The Rialto Center provides educational outreach programs to school students and the general public alike. Among the activities the Rialto offers are Master Classes for university and high-school students; open rehearsals and pre-show lectures for the general public; as well as workshops and demonstrations for students and families, utilizing the Rialto Series artists' alleged talents.

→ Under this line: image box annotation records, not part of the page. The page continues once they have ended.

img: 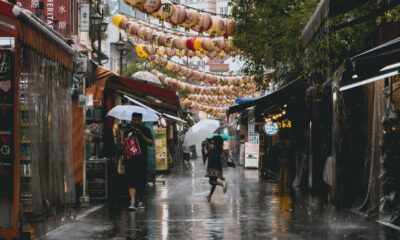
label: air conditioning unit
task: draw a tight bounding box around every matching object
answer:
[75,58,88,73]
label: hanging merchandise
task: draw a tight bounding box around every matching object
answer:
[113,14,236,57]
[151,70,255,97]
[192,13,212,34]
[135,44,149,58]
[166,5,187,25]
[149,55,255,89]
[120,0,236,37]
[207,17,225,36]
[124,0,146,7]
[180,9,200,30]
[143,0,161,14]
[152,0,175,20]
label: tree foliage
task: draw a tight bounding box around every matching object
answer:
[231,0,400,89]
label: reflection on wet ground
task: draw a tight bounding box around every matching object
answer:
[45,161,400,240]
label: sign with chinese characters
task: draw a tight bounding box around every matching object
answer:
[80,3,90,32]
[244,143,260,168]
[155,128,168,171]
[277,119,292,129]
[18,0,72,37]
[0,47,15,229]
[264,122,279,136]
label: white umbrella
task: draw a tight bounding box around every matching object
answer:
[107,105,159,122]
[183,119,219,146]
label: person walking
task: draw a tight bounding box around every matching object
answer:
[206,136,228,202]
[123,113,153,210]
[182,144,190,169]
[201,139,210,165]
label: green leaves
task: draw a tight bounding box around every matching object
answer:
[231,0,400,89]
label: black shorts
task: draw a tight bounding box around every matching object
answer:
[124,159,147,189]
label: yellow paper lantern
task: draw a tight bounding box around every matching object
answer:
[112,14,125,28]
[135,44,149,58]
[124,0,146,7]
[156,0,175,20]
[193,38,204,51]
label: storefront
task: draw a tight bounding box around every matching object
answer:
[332,34,400,229]
[228,81,306,182]
[0,1,75,239]
[86,67,185,199]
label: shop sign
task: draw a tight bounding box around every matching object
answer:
[18,0,72,37]
[264,122,279,136]
[81,3,89,32]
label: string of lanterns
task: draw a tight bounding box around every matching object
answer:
[149,55,255,88]
[151,70,255,97]
[182,98,227,115]
[119,12,230,39]
[112,14,236,58]
[187,94,236,107]
[124,0,236,37]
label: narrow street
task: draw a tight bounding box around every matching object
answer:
[43,160,400,240]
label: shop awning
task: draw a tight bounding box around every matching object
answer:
[340,38,400,91]
[0,1,75,70]
[107,75,180,115]
[301,0,368,49]
[227,80,306,119]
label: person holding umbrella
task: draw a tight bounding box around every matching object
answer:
[206,135,228,202]
[123,112,153,210]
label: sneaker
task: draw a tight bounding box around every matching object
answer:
[223,181,228,193]
[138,202,144,208]
[128,203,136,211]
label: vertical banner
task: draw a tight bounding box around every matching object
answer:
[244,134,260,168]
[18,0,72,37]
[0,45,14,229]
[80,3,90,32]
[155,128,168,171]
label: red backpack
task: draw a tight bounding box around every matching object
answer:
[124,137,141,158]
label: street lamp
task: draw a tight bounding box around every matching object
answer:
[90,13,103,26]
[100,19,108,32]
[115,33,126,75]
[90,9,108,65]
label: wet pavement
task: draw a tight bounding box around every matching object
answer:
[42,160,400,240]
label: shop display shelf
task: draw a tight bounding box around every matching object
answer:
[0,162,11,167]
[21,122,35,127]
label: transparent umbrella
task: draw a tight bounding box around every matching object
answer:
[107,105,159,122]
[183,119,219,146]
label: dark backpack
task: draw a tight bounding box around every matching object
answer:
[124,137,142,158]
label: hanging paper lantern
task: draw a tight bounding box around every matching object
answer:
[156,0,175,20]
[167,5,186,25]
[202,38,216,51]
[180,9,200,29]
[192,13,212,33]
[137,26,147,40]
[165,48,175,57]
[112,14,125,28]
[173,37,187,50]
[144,28,153,41]
[186,38,196,51]
[143,0,161,14]
[193,38,204,51]
[157,47,165,56]
[224,19,236,37]
[165,61,175,72]
[206,51,218,59]
[135,44,149,58]
[157,33,167,46]
[165,35,175,48]
[126,22,140,36]
[124,0,146,7]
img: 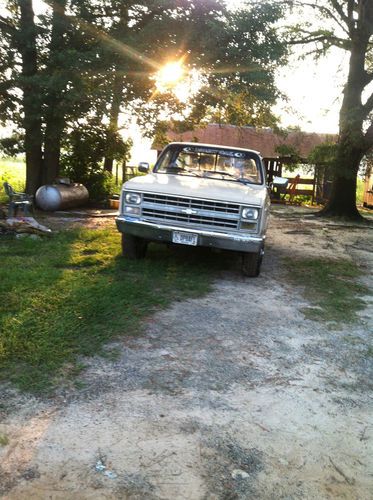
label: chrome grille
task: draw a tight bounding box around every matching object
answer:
[142,193,240,229]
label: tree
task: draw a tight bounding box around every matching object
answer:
[0,0,285,193]
[288,0,373,219]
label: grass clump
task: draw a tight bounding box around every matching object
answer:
[0,158,26,203]
[287,258,369,323]
[0,433,9,446]
[0,229,230,392]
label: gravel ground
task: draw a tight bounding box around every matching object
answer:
[0,207,373,500]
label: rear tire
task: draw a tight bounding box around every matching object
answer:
[241,248,264,278]
[122,233,148,259]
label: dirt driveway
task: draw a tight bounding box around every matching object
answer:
[0,210,373,500]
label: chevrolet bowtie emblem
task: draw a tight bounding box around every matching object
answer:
[182,208,198,215]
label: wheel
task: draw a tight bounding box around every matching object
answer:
[122,233,148,259]
[241,248,264,278]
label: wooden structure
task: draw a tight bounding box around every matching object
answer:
[153,123,337,203]
[363,165,373,208]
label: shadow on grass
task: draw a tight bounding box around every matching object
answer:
[0,230,237,393]
[284,258,370,323]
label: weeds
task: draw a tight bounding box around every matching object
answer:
[287,258,369,323]
[0,229,230,392]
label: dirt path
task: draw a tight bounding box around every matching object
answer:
[0,210,373,500]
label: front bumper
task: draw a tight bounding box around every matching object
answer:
[116,215,265,252]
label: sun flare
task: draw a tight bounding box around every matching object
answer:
[155,61,185,92]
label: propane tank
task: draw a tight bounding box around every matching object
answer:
[35,184,89,212]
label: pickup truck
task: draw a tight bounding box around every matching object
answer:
[116,142,270,277]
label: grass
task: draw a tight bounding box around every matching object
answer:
[0,433,9,446]
[287,258,369,323]
[0,158,26,203]
[0,229,230,393]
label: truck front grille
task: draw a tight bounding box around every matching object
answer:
[142,193,240,229]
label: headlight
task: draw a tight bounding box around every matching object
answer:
[124,205,141,215]
[124,193,141,205]
[241,208,259,220]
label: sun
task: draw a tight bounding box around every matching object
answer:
[155,61,185,92]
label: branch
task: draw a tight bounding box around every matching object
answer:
[329,0,354,34]
[363,94,373,116]
[292,0,350,35]
[364,122,373,151]
[0,16,17,35]
[288,30,350,50]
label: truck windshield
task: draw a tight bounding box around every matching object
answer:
[154,145,263,184]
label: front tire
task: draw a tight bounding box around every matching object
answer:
[241,248,264,278]
[122,233,148,259]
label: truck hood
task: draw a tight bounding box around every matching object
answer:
[124,173,267,206]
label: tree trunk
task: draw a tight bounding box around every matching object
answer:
[43,0,67,184]
[43,114,64,184]
[320,159,362,220]
[18,0,42,194]
[104,69,123,174]
[320,34,369,220]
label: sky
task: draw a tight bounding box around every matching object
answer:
[0,0,347,147]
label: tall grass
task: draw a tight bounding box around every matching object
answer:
[0,157,26,203]
[0,228,230,392]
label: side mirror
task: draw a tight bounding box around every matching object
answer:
[271,177,289,189]
[138,161,150,174]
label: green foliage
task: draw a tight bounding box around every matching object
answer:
[308,142,338,167]
[61,121,131,203]
[0,134,25,156]
[275,144,302,172]
[0,228,231,392]
[275,144,301,163]
[0,433,9,446]
[287,258,369,323]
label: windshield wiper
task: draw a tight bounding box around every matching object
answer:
[203,170,236,179]
[204,170,251,184]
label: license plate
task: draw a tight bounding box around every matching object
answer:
[172,231,198,247]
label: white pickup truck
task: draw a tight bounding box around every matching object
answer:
[116,142,270,276]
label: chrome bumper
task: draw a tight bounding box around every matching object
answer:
[115,216,265,252]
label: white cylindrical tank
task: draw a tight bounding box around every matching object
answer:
[35,184,89,212]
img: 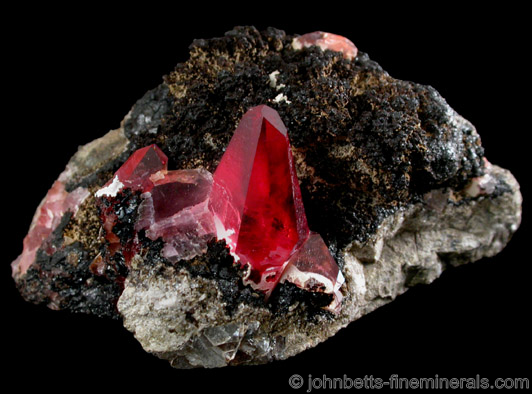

The Rialto, in collaboration with the Georgia State University School of Music, has also developed a jazz education program offered to elementary and middle school students.

==Visual arts==
The Visual Arts Series at the Rialto Center is an ongoing collaboration between the Rialto, Turner First Thursdays, the Comer Art Advisory consulting firm, and the Ernst G. Welch School of Art & Design at Georgia State University. The series regularly transforms the Rialto lobby and mezzanine into an exhibition space for projects organized by Comer Art Advisory. Exhibitions typically relate to Rialto presentations or citywide arts initiatives such as the Atlanta Film Festival, the National Black Arts Festival, Atlanta Celebrates Photography, and ATLart06. Recent years have highlighted the work of Charles H. Nelson, Jr., Alejandro Aguilera, Ruth Laxson, Matt Haffner, among other local, national, and international artists. Additionally, in a special visual arts presentation, the Rialto Center to present panels from the AIDS Memorial Quilt throughout the theater. All of these visual arts exhibitions are free and open to the public.

==Awards==
The Rialto Center annually presents the "Pioneer Award," to honor leaders who have made a commitment to the arts and culture community at Georgia State, located in the heart of Atlanta. Since 2004, the award has been given to several individuals, including Peg and Bill Balzer, Kathy and Ken Bernhardt, JoAnn Haden-Miller, Kwanza Hall, Joanne McGhee, and former Georgia State presidents Mark P. Becker and his wife Laura L. Voisinet; and Carl Patton and his wife, Gretchen.